What role does AI policy enforcement play in ensuring corporate AI compliance, and the way does WitnessAI streamline this process?
Compliance means ensuring that your organization is following regulations or policies, and there are two parts to making sure compliance. The primary is that you should find a way to discover problematic activity. For instance, I want to know that an worker is using customer data in a way which may run afoul of an information protection law. We try this with our observability platform. The second part is describing and enforcing policy against that activity. You don’t wish to simply know that customer data is leaking, you must stop it from leaking.
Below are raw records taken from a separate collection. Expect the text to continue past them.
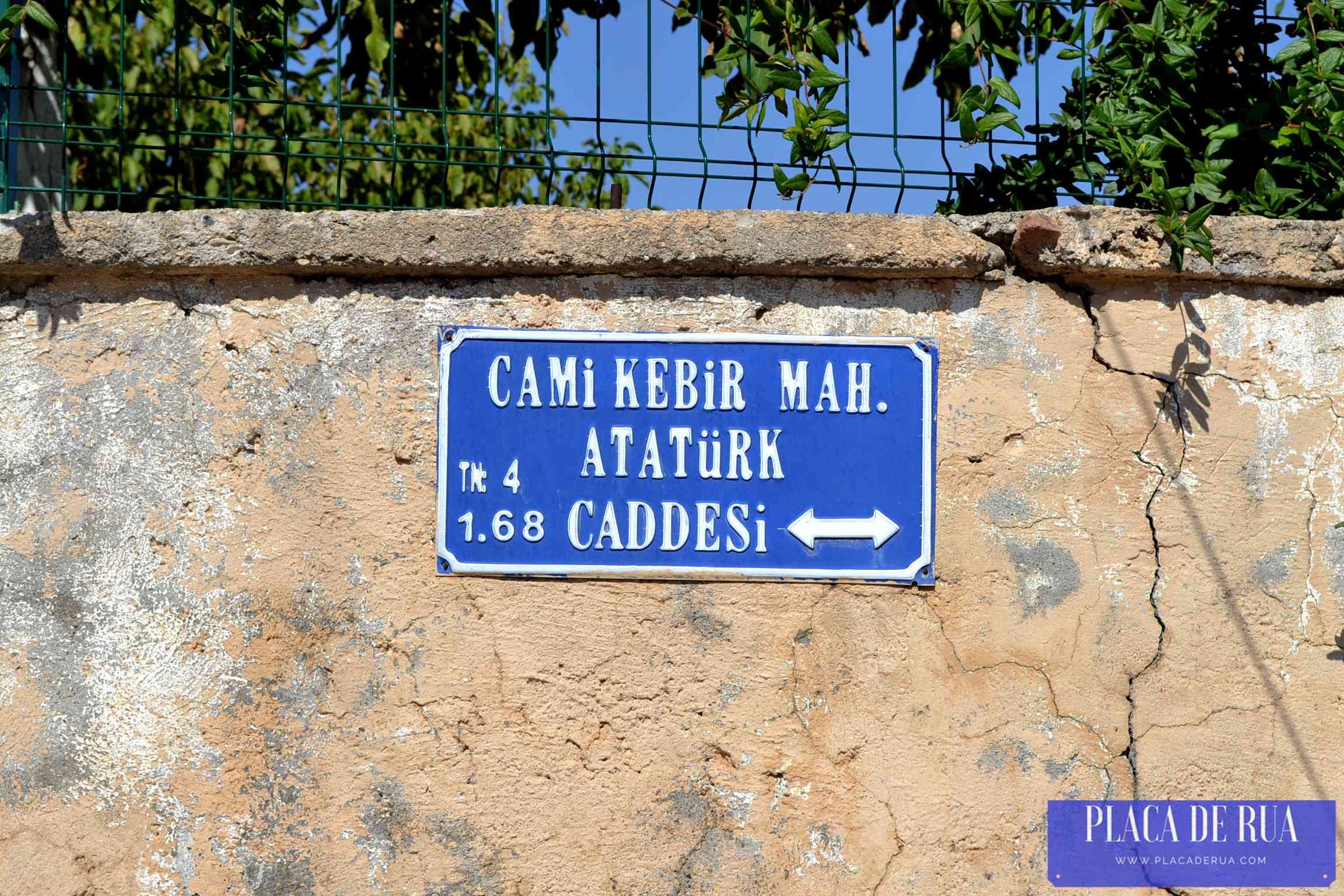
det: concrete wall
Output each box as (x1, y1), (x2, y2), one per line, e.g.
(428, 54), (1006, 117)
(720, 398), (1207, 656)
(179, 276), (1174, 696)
(0, 208), (1344, 896)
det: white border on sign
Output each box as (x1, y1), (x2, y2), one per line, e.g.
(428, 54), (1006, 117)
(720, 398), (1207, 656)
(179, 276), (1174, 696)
(435, 328), (933, 582)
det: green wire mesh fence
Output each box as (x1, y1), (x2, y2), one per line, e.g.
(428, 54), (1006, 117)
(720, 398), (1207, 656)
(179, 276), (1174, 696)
(0, 0), (1290, 211)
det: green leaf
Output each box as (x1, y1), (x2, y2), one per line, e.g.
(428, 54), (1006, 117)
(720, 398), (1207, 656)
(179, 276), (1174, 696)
(808, 70), (849, 88)
(364, 0), (391, 72)
(938, 43), (974, 68)
(989, 75), (1021, 107)
(1185, 203), (1214, 230)
(976, 111), (1017, 134)
(1274, 37), (1312, 65)
(808, 26), (840, 62)
(70, 16), (89, 52)
(794, 50), (827, 71)
(957, 105), (980, 144)
(24, 0), (58, 31)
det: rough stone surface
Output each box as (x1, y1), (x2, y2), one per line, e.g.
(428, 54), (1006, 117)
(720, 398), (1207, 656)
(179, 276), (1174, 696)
(950, 205), (1344, 288)
(0, 211), (1344, 896)
(0, 205), (1003, 276)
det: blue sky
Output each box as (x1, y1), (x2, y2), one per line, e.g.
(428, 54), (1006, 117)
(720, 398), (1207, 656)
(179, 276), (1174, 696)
(532, 8), (1075, 214)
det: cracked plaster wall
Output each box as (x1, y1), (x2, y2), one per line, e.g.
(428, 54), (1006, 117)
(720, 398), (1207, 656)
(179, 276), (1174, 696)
(0, 209), (1344, 896)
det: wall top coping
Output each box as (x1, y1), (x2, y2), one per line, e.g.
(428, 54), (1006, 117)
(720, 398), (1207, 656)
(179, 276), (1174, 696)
(8, 205), (1344, 289)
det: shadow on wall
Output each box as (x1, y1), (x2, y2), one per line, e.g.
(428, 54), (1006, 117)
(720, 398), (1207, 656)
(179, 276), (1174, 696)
(1087, 297), (1344, 842)
(1325, 631), (1344, 661)
(0, 212), (79, 336)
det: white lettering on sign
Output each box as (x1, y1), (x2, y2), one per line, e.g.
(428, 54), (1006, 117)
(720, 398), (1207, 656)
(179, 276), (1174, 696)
(567, 498), (766, 554)
(438, 328), (937, 584)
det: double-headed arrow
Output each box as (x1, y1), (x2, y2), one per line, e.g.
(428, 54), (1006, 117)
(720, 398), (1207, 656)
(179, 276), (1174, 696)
(789, 508), (901, 551)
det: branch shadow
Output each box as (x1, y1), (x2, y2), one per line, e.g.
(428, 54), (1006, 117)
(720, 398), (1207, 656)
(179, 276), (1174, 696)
(1094, 297), (1344, 842)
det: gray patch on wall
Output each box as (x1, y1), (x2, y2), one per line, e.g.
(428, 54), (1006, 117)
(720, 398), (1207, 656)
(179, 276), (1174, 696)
(980, 489), (1032, 525)
(1007, 538), (1082, 620)
(1251, 541), (1297, 594)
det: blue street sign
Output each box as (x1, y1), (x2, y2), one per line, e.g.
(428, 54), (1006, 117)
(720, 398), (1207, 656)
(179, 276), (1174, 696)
(438, 327), (938, 584)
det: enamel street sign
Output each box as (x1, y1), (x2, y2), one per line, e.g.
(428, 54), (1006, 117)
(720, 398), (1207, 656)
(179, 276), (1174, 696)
(438, 327), (938, 584)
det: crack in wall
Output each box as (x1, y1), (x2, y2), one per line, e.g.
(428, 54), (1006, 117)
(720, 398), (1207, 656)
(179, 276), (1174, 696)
(1071, 286), (1186, 798)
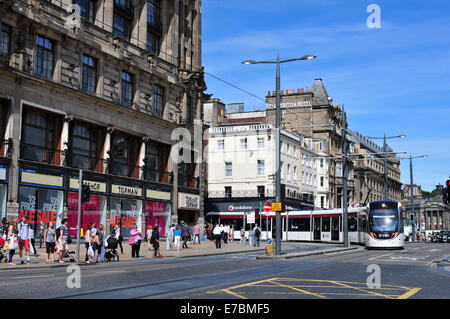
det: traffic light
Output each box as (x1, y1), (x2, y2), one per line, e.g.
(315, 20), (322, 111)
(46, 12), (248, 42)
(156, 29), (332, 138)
(81, 184), (91, 204)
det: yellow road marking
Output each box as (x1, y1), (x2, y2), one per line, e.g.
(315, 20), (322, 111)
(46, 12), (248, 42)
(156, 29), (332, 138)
(397, 288), (421, 299)
(269, 278), (327, 299)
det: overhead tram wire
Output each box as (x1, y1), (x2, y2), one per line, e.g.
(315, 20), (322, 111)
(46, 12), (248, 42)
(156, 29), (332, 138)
(25, 0), (334, 129)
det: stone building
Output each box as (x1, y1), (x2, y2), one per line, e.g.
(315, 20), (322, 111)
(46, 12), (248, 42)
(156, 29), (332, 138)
(0, 0), (206, 236)
(266, 79), (355, 208)
(351, 132), (402, 203)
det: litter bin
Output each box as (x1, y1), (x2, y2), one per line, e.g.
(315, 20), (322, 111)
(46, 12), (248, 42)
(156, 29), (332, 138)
(266, 238), (273, 255)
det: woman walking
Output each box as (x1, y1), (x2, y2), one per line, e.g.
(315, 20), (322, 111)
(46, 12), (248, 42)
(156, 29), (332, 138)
(44, 222), (56, 264)
(173, 225), (181, 250)
(152, 226), (161, 258)
(128, 225), (142, 258)
(8, 218), (19, 266)
(84, 222), (94, 264)
(97, 224), (105, 263)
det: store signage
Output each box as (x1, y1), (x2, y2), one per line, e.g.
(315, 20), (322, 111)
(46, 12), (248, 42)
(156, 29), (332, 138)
(69, 178), (106, 193)
(21, 171), (63, 188)
(246, 212), (255, 224)
(0, 167), (6, 181)
(266, 101), (312, 110)
(146, 189), (170, 200)
(178, 193), (200, 210)
(111, 184), (142, 197)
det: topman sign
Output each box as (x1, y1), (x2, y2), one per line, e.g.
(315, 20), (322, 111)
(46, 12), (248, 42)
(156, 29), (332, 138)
(266, 101), (312, 110)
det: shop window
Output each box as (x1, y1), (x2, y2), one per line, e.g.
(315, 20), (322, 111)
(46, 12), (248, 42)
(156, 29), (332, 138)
(74, 0), (95, 23)
(153, 84), (164, 117)
(72, 123), (98, 170)
(81, 55), (97, 94)
(35, 35), (54, 80)
(121, 71), (133, 107)
(21, 110), (61, 165)
(0, 24), (11, 55)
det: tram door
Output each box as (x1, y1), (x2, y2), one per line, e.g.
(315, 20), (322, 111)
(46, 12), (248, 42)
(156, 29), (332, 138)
(331, 217), (339, 240)
(313, 217), (320, 240)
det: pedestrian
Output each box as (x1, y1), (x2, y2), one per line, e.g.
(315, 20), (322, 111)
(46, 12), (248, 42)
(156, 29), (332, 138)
(151, 226), (161, 258)
(173, 225), (181, 250)
(166, 224), (175, 250)
(146, 225), (156, 251)
(128, 225), (142, 258)
(28, 227), (39, 257)
(44, 221), (56, 264)
(18, 217), (31, 264)
(84, 222), (94, 264)
(253, 224), (261, 247)
(38, 219), (47, 248)
(57, 218), (69, 264)
(8, 218), (19, 266)
(114, 224), (123, 255)
(181, 223), (189, 249)
(97, 224), (106, 263)
(213, 224), (223, 249)
(194, 223), (200, 245)
(223, 225), (230, 244)
(0, 217), (8, 241)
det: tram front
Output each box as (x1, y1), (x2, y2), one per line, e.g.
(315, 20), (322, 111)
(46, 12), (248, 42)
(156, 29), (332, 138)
(366, 201), (405, 248)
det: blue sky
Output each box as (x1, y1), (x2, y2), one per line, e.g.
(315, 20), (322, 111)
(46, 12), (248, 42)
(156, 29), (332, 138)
(202, 0), (450, 191)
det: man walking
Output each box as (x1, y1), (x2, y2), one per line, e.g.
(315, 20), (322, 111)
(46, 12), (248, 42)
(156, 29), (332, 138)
(19, 217), (31, 264)
(194, 223), (200, 245)
(213, 224), (222, 248)
(253, 224), (261, 247)
(181, 223), (189, 248)
(58, 218), (69, 264)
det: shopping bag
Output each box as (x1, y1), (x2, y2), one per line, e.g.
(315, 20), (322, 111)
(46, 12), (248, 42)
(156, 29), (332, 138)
(88, 246), (94, 257)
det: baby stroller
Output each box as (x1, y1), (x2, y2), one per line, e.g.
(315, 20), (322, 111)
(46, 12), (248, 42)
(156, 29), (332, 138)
(0, 237), (8, 263)
(105, 235), (119, 261)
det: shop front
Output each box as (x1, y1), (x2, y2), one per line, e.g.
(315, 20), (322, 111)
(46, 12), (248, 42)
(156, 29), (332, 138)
(178, 192), (200, 226)
(109, 183), (144, 237)
(67, 178), (107, 236)
(0, 165), (8, 221)
(144, 189), (172, 237)
(19, 168), (64, 232)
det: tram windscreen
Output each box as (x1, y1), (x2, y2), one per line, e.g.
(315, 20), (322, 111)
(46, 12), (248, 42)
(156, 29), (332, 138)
(369, 209), (399, 233)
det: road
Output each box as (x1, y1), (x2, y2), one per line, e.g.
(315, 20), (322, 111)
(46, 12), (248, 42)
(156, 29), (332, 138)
(0, 243), (450, 300)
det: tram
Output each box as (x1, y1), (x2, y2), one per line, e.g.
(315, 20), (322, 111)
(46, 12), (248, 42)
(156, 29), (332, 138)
(205, 201), (405, 248)
(366, 201), (405, 248)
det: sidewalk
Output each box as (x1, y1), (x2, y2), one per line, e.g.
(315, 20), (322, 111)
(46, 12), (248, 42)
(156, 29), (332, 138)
(0, 239), (266, 270)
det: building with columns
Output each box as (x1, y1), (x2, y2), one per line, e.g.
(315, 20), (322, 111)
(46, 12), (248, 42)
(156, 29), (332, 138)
(0, 0), (206, 236)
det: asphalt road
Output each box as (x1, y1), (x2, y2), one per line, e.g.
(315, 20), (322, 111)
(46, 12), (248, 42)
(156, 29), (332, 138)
(0, 243), (450, 300)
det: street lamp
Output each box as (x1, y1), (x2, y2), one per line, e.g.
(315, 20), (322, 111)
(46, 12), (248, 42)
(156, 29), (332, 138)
(399, 155), (429, 241)
(366, 134), (406, 200)
(242, 55), (316, 255)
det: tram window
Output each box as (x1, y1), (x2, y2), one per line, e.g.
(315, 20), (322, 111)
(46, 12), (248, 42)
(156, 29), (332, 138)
(288, 218), (310, 231)
(322, 217), (330, 231)
(348, 216), (358, 231)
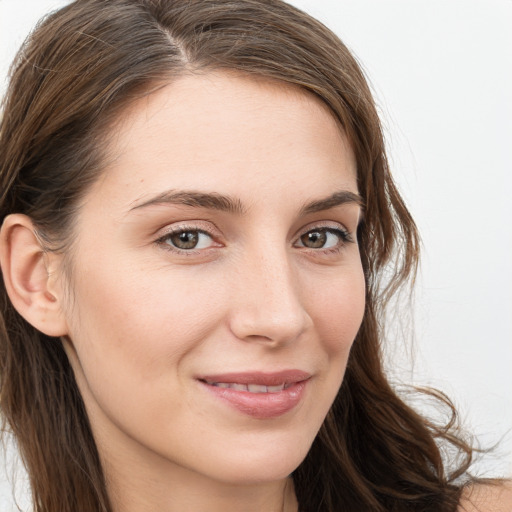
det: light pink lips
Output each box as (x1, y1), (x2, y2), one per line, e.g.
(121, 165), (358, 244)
(198, 370), (311, 419)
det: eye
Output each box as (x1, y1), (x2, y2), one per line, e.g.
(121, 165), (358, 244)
(158, 229), (213, 251)
(297, 228), (351, 249)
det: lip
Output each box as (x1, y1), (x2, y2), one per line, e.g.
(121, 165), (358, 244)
(198, 370), (311, 419)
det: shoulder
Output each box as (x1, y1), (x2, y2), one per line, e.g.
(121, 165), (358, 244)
(457, 480), (512, 512)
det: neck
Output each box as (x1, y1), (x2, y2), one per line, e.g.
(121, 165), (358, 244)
(106, 458), (298, 512)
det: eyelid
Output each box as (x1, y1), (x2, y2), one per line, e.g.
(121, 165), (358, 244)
(295, 221), (353, 240)
(155, 220), (223, 256)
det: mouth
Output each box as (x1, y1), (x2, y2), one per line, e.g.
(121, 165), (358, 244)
(198, 370), (311, 419)
(204, 381), (292, 393)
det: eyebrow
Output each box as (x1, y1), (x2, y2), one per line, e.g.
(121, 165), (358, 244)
(130, 190), (246, 215)
(300, 190), (363, 215)
(130, 190), (363, 215)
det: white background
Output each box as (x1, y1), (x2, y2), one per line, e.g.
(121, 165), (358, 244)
(0, 0), (512, 512)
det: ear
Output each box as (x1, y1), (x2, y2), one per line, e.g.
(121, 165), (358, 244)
(0, 214), (68, 337)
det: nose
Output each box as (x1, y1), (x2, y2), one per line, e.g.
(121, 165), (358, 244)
(230, 250), (313, 346)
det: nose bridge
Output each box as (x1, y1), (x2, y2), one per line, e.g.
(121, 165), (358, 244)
(231, 245), (311, 343)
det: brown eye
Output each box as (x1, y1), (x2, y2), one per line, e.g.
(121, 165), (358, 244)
(160, 229), (213, 251)
(300, 229), (327, 249)
(169, 231), (199, 249)
(297, 228), (352, 249)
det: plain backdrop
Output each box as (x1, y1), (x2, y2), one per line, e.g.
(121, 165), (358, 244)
(0, 0), (512, 512)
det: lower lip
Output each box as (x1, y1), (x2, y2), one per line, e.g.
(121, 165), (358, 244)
(201, 380), (307, 419)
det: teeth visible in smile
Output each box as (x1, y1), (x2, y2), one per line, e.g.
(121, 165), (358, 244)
(207, 382), (291, 393)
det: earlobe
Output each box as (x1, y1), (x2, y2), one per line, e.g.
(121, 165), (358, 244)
(0, 214), (67, 336)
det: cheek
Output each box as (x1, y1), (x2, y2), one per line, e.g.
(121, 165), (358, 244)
(311, 265), (366, 357)
(64, 256), (224, 388)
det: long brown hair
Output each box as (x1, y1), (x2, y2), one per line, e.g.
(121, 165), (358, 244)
(0, 0), (471, 512)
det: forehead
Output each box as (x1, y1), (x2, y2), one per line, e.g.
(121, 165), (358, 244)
(88, 72), (357, 210)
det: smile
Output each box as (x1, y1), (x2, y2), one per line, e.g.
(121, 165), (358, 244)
(206, 381), (291, 393)
(198, 370), (311, 420)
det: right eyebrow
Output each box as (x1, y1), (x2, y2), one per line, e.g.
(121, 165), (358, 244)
(130, 190), (246, 215)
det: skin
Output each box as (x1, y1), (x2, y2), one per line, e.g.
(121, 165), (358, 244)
(0, 73), (512, 512)
(47, 74), (364, 512)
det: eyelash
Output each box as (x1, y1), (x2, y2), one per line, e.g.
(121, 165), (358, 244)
(155, 226), (354, 256)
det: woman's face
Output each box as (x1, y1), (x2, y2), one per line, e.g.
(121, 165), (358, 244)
(59, 73), (365, 483)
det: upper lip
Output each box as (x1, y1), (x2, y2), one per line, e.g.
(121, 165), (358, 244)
(199, 370), (311, 386)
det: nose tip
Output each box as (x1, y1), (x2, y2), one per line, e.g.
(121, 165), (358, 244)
(230, 258), (312, 345)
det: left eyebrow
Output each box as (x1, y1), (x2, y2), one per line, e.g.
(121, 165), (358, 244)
(130, 190), (246, 215)
(300, 190), (363, 215)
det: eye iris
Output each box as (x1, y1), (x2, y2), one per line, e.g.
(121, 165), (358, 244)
(170, 231), (199, 249)
(300, 230), (327, 249)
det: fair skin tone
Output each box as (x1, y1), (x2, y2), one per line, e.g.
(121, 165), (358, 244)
(1, 73), (505, 512)
(0, 73), (365, 512)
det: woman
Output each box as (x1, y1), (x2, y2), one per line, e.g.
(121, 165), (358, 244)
(0, 0), (510, 512)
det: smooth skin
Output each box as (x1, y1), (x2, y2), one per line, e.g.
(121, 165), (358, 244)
(1, 72), (510, 512)
(4, 73), (365, 512)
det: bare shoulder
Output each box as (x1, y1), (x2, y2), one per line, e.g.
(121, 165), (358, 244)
(458, 480), (512, 512)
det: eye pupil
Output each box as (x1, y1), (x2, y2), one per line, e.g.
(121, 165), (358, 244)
(300, 230), (327, 249)
(171, 231), (199, 249)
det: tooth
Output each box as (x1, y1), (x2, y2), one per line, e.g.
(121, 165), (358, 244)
(247, 384), (267, 393)
(267, 384), (284, 393)
(229, 384), (248, 391)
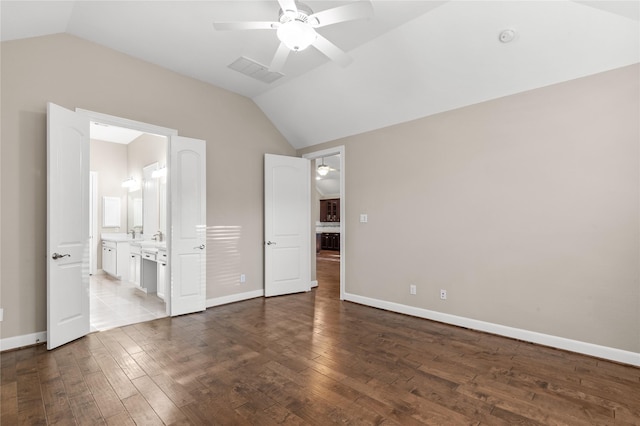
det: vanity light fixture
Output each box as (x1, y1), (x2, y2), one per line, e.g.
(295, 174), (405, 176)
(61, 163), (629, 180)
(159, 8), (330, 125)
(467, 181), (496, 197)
(318, 157), (329, 176)
(122, 177), (138, 188)
(151, 166), (167, 179)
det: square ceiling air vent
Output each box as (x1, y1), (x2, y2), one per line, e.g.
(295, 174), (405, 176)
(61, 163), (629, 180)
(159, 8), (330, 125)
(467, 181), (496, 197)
(229, 56), (284, 83)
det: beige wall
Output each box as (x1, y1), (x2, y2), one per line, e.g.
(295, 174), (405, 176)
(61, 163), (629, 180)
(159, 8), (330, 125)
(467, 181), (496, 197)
(0, 34), (295, 338)
(298, 65), (640, 352)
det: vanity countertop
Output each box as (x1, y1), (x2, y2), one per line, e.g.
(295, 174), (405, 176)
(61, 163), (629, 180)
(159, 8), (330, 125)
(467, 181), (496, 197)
(131, 240), (167, 250)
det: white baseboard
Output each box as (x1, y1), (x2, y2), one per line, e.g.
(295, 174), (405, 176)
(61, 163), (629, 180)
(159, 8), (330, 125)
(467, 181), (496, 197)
(207, 289), (264, 308)
(0, 331), (47, 351)
(344, 293), (640, 367)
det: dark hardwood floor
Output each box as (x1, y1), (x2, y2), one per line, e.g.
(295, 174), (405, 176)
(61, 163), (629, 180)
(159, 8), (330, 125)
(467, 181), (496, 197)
(0, 253), (640, 425)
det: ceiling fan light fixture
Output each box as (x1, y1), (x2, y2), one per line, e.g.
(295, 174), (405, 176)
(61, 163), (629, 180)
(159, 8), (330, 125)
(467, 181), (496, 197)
(277, 20), (318, 52)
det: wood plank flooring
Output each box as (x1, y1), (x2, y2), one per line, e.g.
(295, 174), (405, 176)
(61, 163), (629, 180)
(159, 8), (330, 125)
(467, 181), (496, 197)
(0, 252), (640, 425)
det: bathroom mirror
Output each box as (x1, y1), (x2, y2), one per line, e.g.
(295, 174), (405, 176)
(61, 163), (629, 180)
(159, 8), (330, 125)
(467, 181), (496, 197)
(102, 197), (120, 228)
(142, 163), (160, 238)
(127, 189), (142, 230)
So, we we have built a novel AI-specific policy engine, Witness/CONTROL, that helps you to easily construct identity and intention-based policies to guard data, prevent harmful or illegal responses, etc. For instance, you may construct a policy that claims something like, “Only our legal department can use ChatGPT to write down corporate contracts, and in the event that they accomplish that, mechanically redact any PII.” Easy to say, and with WitnessAI, easy to implement.
How does WitnessAI address concerns around LLM jailbreaks and prompt injection attacks?
We’ve a hardcore AI research team—really sharp. Early on, they built a system to create synthetic attack data, along with pulling in widely available training data sets. Because of this, we’ve benchmarked our prompt injection against all the pieces on the market, we’re over 99% effective and recurrently catch attacks that the models themselves miss.
In practice, most corporations we speak with want to start out with worker app governance, after which a bit later they roll out an AI customer app based on their internal data. So, they use Witness to guard their people, then they activate the prompt injection firewall. One system, one consistent solution to construct policies, easy to scale.
What are your long-term goals for WitnessAI, and where do you see AI governance evolving in the subsequent five years?
To date, we’ve only talked a couple of person-to-chat app model here. Our next phase might be to handle app to app, i.e agentic AI. We’ve designed the APIs in our platform to work equally well with each agents and humans. Beyond that, we imagine we’ve built a brand new solution to get network-level visibility and policy control within the AI age, and we’ll be growing the corporate with that in mind.